A hoard of gold and silver coins, which experts believe were siphoned from sick residents by an 18th-century fraudster, has been discovered in central Poland, officials said. Volunteer metal detectors found the treasure hidden underground in multiple locations while exploring the Zelniowski Mountain Range with permission from the local government, and the fact of its existence seems to confirm the validity of a centuries-old legend.
The Regional Office for the Protection of Antiquities in the city of Kielce, near the mountain range, said that the collection includes coins dating back to the seventeenth and early eighteenth centuries. advertisement Uncover discoveries. The coins will be analyzed more thoroughly this year, but as heritage officials and explorers themselves have suggested, the hoard appears to prove that tales of notorious Polish conman Anthony Jaczewicz can be rooted in real history after all.
“The coins we recovered may be part of this legendary treasure collected by Jaczewicz,” said Sebastian Graboeck, who heads the excavation group that found the coins. In the comments For the government-supported Polish science organization PAP.
Jackiewicz is said to have arrived in the Świętokrzyskie Mountains, which include the Jelniewski Mountain Range, around 1708. He established a type of settlement in the area when Poland entered a massive war involving most of the major powers of the region, which coincided with a deadly and large-scale war. Plague outbreak. As civilians feared for their lives as the disease spread, many turned to Jaczevich, a preacher who falsely claimed to have divine healing powers at a time when such powers were in particularly high demand.
He was not the only fraudster trying to exploit desperate civilians and their fears of contracting the plague. But officials say that, at least as legend suggests, people flocked to Jaczevich’s complex in the mountains in hopes of receiving his healing gifts. They also paid for his services.
Jaksiewicz’s scheme was apparently so successful that donations poured into his settlement, eventually allowing him to garrison it with hired guards who would then steal from other people around them, sometimes seizing entire properties in the vicinity. They are also said to have robbed the aristocrats around them.

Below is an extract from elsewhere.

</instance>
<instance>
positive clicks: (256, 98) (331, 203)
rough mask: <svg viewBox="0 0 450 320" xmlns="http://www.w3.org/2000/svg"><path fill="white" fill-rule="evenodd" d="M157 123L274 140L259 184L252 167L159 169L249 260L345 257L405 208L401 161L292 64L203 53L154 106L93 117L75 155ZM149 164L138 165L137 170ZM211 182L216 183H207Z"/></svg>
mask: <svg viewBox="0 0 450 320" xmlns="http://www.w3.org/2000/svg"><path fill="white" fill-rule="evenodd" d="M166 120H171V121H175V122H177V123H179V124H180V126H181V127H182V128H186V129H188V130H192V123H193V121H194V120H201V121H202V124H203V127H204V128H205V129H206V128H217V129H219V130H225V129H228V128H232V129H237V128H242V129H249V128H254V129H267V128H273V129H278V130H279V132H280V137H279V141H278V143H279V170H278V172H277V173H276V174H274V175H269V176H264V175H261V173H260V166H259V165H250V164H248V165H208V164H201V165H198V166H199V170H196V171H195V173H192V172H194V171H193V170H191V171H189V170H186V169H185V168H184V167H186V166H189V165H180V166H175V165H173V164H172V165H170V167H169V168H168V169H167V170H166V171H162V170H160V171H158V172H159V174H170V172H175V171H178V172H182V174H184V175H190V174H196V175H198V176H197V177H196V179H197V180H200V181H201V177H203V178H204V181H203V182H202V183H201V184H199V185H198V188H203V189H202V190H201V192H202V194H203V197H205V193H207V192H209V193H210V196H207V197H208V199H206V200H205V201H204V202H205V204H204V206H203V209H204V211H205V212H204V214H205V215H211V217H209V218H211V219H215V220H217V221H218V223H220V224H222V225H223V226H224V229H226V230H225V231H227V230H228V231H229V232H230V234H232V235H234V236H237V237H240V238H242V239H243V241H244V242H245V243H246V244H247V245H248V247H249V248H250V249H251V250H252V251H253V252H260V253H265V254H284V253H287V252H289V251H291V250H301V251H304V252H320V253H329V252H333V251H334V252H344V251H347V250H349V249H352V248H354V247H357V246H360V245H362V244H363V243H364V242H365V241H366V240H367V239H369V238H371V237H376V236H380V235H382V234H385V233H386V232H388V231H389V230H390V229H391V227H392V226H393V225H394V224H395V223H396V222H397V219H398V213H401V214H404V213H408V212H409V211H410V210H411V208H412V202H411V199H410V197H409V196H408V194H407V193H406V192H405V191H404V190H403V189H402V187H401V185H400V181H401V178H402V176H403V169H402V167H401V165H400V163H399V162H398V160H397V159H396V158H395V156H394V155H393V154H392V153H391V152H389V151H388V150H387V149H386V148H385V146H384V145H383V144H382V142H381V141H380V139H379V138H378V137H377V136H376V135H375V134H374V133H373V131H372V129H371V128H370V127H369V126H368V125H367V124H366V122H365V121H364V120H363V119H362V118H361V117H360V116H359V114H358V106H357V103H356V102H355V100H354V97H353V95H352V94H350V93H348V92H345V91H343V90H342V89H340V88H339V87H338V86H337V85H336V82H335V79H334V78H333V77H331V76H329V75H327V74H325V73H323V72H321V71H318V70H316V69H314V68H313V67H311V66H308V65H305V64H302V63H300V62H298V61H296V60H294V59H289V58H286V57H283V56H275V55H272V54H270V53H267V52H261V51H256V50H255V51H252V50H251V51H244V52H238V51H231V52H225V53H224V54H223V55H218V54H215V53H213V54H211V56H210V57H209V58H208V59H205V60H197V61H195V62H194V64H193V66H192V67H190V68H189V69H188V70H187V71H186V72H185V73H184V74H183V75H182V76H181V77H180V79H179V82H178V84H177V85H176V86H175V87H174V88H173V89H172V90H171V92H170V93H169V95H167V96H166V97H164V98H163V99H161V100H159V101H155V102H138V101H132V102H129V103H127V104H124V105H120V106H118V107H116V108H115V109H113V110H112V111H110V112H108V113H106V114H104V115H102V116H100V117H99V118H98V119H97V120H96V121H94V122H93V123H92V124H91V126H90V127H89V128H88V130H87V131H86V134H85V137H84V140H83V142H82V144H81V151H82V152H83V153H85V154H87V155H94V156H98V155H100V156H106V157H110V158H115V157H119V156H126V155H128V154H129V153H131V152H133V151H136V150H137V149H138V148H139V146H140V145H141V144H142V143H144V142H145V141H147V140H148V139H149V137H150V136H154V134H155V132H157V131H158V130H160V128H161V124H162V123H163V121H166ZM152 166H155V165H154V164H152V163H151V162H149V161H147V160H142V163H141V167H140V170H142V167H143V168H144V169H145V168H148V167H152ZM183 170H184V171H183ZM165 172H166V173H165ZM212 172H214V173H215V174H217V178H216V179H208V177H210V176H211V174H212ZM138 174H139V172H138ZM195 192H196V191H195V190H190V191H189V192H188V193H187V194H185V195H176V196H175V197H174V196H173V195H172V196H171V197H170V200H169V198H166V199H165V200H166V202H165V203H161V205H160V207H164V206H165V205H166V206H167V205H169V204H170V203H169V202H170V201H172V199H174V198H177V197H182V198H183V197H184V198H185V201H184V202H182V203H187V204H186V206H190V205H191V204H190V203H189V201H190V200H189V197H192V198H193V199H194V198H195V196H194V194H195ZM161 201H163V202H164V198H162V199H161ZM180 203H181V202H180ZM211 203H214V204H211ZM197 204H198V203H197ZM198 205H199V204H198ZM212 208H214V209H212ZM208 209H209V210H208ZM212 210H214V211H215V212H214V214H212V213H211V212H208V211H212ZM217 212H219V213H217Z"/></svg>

Because of his alleged financial crimes, Jaxević was arrested by aristocrats and imprisoned. He escaped the first arrest and may have returned to the practice of so-called healing, claiming that he had the Pope’s blessing to do so. But Jaczewicz was eventually arrested again and convicted in 1712 by the Supreme Court in Kraków. He faced life imprisonment as punishment.
After metal detectors discovered the coins, officials said they were delivered to an archaeological museum in the southwestern city of Ostrowiec Świetokrzeski. The collection will be preserved and studied with the aim of learning more about how it was buried in the mountains and who it may have belonged to.
This discovery comes just weeks after officials announced a metal detector in eastern Poland A 17th century cross icon was uncovered Which experts say was banned by the emperor.